Вытянув трясущуюся руку, он тыкал пальцем в грудь человека с залысинами:
– Это он! Господа! Это он! Это он и есть!
– Этот господин и женщина прошли в комнату для совещаний. Два раза просили кофе. Провели там чуть меньше часа… Точнее, пятьдесят пять минут. Потом господин вышел. Сказал, что дама просила ее не беспокоить… И покинул гостиницу через центральный вход. Через полчаса закончился срок аренды комнаты для совещаний, и я вынужден был… Тогда-то я ее и нашел, господа. Она лежала на полу, ни крови, ничего. Я думал, она упала в обморок от духоты… Да, окно было закрыто, кондиционер выключен, а в камине, господа, полно было пепла, и дым пропитал всю обивку, мебель, портьеры, все… Я осмотрел ее и понял, что она мертва, больше того – она окоченела, как камень… Я сразу же вызвал врачей и полицию.
– Кто и когда заказал комнату? – спросил черноволосый смуглый человек с таким жестким и властным лицом, что допрашиваемый сразу признал его главным.
– По телефону… – Портье торопливо раскрыл файл на карманном компьютере. – Сейчас скажу точно… Вот, заказ поступил в восемь часов восемнадцать минут, комнату заказали на восемь сорок пять… Обычно мы не принимаем заказы «сейчас на сейчас», но эта комната самая дорогая. С камином и антикварной мебелью.

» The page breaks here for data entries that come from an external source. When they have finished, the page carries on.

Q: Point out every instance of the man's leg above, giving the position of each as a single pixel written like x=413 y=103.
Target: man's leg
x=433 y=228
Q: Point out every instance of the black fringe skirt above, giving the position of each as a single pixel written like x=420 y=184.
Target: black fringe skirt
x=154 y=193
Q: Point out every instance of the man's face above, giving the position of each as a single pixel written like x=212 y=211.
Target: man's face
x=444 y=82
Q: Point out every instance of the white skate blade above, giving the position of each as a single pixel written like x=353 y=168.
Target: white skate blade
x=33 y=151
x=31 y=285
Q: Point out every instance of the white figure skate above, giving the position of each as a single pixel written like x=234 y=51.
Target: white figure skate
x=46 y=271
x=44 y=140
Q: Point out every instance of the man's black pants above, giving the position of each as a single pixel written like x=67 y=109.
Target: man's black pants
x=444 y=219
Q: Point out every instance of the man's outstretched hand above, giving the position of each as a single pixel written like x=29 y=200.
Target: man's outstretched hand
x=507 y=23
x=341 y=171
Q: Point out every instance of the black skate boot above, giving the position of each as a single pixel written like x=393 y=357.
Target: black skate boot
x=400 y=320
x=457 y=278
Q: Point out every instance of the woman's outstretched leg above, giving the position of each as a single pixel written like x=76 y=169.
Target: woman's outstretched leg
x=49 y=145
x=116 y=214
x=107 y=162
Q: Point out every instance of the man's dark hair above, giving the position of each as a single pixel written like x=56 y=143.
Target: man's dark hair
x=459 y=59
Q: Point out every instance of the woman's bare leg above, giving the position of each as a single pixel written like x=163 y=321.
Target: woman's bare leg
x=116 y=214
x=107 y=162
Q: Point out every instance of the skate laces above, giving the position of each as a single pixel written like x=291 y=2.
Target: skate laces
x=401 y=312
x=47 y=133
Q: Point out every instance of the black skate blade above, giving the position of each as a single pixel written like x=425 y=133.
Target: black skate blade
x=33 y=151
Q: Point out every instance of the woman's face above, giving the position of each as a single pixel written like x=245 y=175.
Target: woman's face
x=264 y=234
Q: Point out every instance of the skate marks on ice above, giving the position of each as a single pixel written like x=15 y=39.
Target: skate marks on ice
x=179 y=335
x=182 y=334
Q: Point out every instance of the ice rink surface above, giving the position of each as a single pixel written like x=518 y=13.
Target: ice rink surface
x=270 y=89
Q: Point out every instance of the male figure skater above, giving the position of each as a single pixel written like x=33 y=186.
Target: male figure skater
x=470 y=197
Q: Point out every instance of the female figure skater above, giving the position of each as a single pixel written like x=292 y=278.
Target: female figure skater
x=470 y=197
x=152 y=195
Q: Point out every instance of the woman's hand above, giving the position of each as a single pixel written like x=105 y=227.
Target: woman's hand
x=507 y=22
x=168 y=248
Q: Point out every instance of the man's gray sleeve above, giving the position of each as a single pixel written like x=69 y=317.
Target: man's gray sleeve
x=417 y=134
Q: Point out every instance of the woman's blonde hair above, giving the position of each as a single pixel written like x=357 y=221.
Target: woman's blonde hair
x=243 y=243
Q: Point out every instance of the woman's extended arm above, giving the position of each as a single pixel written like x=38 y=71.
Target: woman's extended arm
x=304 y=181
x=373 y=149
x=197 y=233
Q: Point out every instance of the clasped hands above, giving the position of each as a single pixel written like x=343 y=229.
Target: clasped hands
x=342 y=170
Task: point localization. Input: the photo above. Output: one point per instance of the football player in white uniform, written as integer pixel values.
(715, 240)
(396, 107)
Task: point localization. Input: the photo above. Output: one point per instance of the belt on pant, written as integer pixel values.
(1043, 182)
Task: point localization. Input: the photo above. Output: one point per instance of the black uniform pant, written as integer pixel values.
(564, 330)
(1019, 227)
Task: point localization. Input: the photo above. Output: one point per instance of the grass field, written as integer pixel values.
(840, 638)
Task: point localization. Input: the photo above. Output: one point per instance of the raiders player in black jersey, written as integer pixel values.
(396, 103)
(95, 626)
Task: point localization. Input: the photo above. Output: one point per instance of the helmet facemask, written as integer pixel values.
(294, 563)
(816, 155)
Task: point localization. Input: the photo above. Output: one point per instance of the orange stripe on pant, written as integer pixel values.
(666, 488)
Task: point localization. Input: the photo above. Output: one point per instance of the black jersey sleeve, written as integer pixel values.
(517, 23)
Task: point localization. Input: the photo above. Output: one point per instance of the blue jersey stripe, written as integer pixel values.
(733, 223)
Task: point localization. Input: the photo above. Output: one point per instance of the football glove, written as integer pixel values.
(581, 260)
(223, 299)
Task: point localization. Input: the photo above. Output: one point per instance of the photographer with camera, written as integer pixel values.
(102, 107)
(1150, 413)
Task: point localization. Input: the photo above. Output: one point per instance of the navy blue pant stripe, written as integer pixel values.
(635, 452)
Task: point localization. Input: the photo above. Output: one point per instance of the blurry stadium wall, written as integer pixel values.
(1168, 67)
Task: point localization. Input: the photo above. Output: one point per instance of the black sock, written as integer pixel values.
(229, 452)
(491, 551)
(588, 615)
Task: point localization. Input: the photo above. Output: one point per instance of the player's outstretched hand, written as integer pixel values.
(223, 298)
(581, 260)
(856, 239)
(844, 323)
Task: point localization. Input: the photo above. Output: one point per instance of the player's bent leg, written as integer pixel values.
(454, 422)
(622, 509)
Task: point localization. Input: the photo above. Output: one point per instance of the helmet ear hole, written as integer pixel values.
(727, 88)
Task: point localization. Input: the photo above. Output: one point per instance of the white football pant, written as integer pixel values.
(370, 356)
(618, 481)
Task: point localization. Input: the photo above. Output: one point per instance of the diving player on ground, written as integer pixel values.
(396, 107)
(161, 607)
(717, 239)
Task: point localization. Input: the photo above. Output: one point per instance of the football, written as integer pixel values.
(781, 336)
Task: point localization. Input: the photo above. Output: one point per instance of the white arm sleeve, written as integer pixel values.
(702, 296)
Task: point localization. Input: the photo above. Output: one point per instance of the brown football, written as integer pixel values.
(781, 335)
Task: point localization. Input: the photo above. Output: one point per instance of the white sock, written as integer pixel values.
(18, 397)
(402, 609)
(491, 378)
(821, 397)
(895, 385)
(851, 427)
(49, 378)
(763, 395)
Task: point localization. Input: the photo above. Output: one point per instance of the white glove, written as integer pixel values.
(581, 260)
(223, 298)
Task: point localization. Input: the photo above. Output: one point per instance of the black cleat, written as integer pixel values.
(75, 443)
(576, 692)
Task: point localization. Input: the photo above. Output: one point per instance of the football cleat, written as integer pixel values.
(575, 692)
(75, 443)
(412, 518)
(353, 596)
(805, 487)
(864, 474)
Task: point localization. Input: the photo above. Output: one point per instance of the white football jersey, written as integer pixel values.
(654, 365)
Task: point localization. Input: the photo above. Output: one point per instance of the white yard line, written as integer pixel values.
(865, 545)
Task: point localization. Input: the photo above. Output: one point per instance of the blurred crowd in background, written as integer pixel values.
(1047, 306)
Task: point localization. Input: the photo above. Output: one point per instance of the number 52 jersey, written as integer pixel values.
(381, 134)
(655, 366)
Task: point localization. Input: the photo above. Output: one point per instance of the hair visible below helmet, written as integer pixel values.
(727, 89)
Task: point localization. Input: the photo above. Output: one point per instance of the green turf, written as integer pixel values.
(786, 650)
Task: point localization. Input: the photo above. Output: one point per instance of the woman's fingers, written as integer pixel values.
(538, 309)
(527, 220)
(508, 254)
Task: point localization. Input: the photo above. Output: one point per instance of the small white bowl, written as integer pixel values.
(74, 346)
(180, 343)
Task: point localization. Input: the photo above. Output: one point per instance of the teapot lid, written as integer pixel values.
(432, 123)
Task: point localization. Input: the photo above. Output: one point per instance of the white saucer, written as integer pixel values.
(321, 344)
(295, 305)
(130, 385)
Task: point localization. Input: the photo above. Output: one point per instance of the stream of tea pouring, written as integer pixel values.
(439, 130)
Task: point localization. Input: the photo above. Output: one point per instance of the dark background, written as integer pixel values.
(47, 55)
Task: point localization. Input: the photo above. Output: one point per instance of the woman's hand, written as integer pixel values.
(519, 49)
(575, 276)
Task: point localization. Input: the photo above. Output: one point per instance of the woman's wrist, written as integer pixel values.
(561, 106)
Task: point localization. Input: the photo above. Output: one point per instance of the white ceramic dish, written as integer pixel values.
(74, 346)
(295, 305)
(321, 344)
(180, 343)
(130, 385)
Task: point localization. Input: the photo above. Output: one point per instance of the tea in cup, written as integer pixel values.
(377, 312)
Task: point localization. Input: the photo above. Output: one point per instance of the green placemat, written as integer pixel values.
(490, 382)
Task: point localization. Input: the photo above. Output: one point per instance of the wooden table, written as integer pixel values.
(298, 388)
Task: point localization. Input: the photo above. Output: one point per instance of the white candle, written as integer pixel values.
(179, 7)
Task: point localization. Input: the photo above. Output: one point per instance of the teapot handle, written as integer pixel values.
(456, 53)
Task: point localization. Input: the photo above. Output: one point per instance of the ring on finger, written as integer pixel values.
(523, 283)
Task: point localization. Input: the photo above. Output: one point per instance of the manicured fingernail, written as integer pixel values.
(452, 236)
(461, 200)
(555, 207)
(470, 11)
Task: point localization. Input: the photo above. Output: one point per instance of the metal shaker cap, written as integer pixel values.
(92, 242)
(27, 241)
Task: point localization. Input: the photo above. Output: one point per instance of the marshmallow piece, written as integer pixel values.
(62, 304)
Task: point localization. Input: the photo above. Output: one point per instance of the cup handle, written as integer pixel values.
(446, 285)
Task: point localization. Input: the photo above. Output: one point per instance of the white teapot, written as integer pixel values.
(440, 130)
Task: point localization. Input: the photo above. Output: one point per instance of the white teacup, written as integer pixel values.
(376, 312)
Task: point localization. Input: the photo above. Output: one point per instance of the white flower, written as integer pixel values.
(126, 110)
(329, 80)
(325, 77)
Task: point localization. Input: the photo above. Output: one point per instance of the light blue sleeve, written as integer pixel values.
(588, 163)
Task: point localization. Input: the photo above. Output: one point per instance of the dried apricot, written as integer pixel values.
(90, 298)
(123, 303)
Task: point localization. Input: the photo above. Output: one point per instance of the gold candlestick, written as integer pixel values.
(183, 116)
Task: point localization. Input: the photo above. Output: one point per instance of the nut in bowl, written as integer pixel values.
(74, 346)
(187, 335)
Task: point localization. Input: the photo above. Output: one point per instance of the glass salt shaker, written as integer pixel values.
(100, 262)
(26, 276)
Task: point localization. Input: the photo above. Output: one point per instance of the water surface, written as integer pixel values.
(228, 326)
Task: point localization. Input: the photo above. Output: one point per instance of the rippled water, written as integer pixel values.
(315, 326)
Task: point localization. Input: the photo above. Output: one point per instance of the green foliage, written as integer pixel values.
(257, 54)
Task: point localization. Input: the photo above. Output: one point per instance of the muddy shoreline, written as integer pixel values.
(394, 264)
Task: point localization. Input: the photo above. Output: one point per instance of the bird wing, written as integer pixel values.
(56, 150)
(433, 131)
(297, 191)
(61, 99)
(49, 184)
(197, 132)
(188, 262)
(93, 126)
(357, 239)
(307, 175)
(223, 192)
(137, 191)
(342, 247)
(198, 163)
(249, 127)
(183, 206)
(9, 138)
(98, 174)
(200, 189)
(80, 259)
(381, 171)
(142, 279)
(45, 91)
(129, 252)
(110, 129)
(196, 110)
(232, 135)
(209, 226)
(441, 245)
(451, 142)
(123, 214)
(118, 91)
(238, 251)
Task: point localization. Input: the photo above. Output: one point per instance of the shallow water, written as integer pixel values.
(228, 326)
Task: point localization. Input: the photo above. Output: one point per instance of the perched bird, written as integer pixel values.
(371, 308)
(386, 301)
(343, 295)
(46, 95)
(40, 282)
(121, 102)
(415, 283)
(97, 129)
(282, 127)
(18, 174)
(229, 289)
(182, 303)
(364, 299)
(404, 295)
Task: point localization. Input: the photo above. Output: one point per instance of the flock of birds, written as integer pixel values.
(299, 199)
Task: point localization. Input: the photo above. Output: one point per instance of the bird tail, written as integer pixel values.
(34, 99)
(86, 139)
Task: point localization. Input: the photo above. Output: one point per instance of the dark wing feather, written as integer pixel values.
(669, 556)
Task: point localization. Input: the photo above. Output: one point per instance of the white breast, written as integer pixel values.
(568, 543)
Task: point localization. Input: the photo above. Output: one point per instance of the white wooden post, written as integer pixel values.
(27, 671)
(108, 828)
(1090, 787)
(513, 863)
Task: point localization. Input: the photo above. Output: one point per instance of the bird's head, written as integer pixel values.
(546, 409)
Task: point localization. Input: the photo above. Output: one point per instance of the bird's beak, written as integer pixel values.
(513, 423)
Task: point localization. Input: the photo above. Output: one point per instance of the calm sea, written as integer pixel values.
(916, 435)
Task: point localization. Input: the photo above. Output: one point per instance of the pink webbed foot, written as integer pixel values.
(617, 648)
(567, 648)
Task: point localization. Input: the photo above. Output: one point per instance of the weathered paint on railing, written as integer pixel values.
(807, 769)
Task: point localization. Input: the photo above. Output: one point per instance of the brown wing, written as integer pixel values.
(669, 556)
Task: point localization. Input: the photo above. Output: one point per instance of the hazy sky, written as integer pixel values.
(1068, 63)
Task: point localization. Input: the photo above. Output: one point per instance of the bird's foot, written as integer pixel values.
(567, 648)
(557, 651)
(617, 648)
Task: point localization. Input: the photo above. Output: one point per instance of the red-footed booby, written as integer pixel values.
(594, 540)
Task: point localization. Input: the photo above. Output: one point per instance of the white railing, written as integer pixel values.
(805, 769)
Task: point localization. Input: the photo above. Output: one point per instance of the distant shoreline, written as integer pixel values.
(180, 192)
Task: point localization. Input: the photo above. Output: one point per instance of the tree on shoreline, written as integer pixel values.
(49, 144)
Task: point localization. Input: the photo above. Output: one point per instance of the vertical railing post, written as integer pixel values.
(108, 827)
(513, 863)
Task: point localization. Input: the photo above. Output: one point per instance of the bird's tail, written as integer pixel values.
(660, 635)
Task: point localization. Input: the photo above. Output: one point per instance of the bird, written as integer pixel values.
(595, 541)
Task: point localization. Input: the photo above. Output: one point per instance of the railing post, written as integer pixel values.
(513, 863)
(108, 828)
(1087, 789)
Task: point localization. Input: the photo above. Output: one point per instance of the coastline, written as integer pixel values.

Сегодня утром на нее не было других заказов…
– Заказ оплачен?
– Да… Его оплатил в ту же минуту сам заказчик – господин Алистан Каменный Берег. Номер счета…
– Спасибо.
Портье допрашивали в гостиничном номере на шестом этаже. Окна выходили на бульвар Равелина, по стеклам потоками лилась вода: дождь наконец-то хлынул в полную силу. Высокий человек с залысинами на лбу не принимал участия в допросе – он сидел на подоконнике у приоткрытого окна, смотрел на улицу, вглядываясь в бегущие струи. Когда упомянули его имя – чуть повернул голову.
Следователь прокуратуры, светловолосый жилистый очкарик, еле добился от «Коршуна» разрешения присутствовать на допросе. Портье видел, как они схлестнулись со смуглым магом – не разобрать было ни слова, одно шипение. Следователь держал развернутое удостоверение, как щит, но обороняться не собирался – наседал и наседал на смуглого, и тот, оскалившись напоследок, пригрозил: «Мы сличим потом наши протоколы!»